Key terms of SoftBank–DigitalBridge

TermDetail
Headline valueApproximately $4.0B enterprise value (including debt)
Consideration$16.00 per share in cash
Premium15% to Dec 26, 2025 close; ~50% to unaffected 52‑week average
StructureDigitalBridge to operate as a separately managed platform under CEO Marc Ganzi
Approvals & timingCustomary regulatory approvals; expected close in H2 2026
Strategic intentAccelerate build‑out of next‑gen AI data centers and connectivity for Stargate‑scale compute

Sources: SoftBank press release, DigitalBridge release, WSJ

What it means for builders, CIOs, and automation leaders

  • Faster paths to capacity: If SoftBank leverages DigitalBridge’s hyperscale partners (Vantage, Yondr) and SB Energy’s power pipelines, it could shorten lead times from “capital committed” to “compute online.” That helps teams stuck on GPU waitlists or paying premiums for scarce capacity. Vantage | SB Energy
  • More options for multi‑cloud AI: Oracle’s deepening role in Stargate, alongside OpenAI’s continued use of Azure, suggests a more heterogeneous AI infrastructure landscape. Enterprises may benefit from diverse regions, architectures, and pricing models. OpenAI
  • Productivity knock‑on effects: Downward pressure on training/inference costs improves unit economics for AI‑enabled automation—freeing budgets to move proofs‑of‑concept into production, and to push compute to the edge via fiber‑rich, low‑latency sites such as AtlasEdge in Europe. AtlasEdge
TipActionable next steps for enterprise AI teams
  • If you plan major 2026–2028 AI deployments, start power‑and‑site diligence now; grid interconnects often outlast chip lead times.
  • Ask providers for transparent roadmaps on where and when new capacity comes online (and how it’s powered). Tie commitments to staged SLAs.
  • Design models and pipelines to be portable across clouds and colocation partners. The SoftBank–DigitalBridge tie‑up could create new regions and economics worth arbitraging.

Risks and open questions

  • Regulatory clearance: The companies cite “customary approvals.” Given DigitalBridge’s U.S. critical‑infrastructure footprint and SoftBank’s ownership, national‑security review will be in focus. SoftBank
  • LP alignment: DigitalBridge manages third‑party capital. Maintaining strict fiduciary and conflict‑management frameworks will be essential so fund investors benefit alongside SoftBank’s strategic goals. DigitalBridge
  • Power is the moat: Even with capital and developers, interconnection queues and transmission constraints remain the gating factor for AI capacity.
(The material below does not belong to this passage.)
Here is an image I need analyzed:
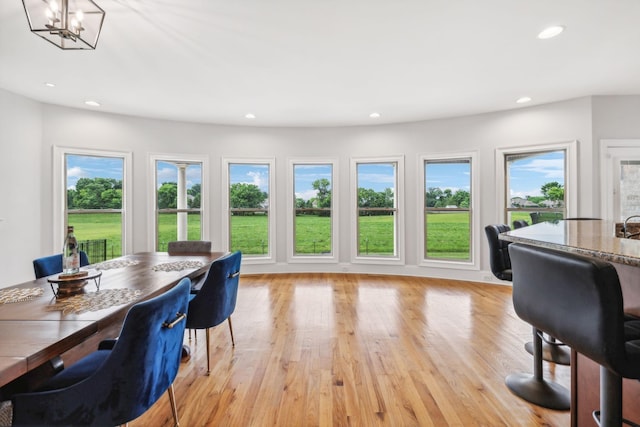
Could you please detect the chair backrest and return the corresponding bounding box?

SB Energy and peers are racing to line up multi‑GW sites, but timelines can slip due to permitting or grid upgrades. SB Energy

Market reaction and timeline

DigitalBridge shares jumped on the news and had spiked earlier amid reports of a pending deal; the offer equates to a 15% premium versus the prior close. The companies guide to a second‑half 2026 completion, suggesting a lengthy approval cycle consistent with the size and sensitivity of the assets. Barron’s | Reuters


Bottom line

SoftBank isn’t just buying an asset manager—it’s buying time. DigitalBridge’s relationships, sites, and operating know‑how could help convert SoftBank’s aggressive AI capital plan into real, rentable compute faster than rivals. For teams building automation and AI products, more capacity—delivered sooner and closer to users—translates into lower latency, lower costs, and the ability to scale beyond pilots.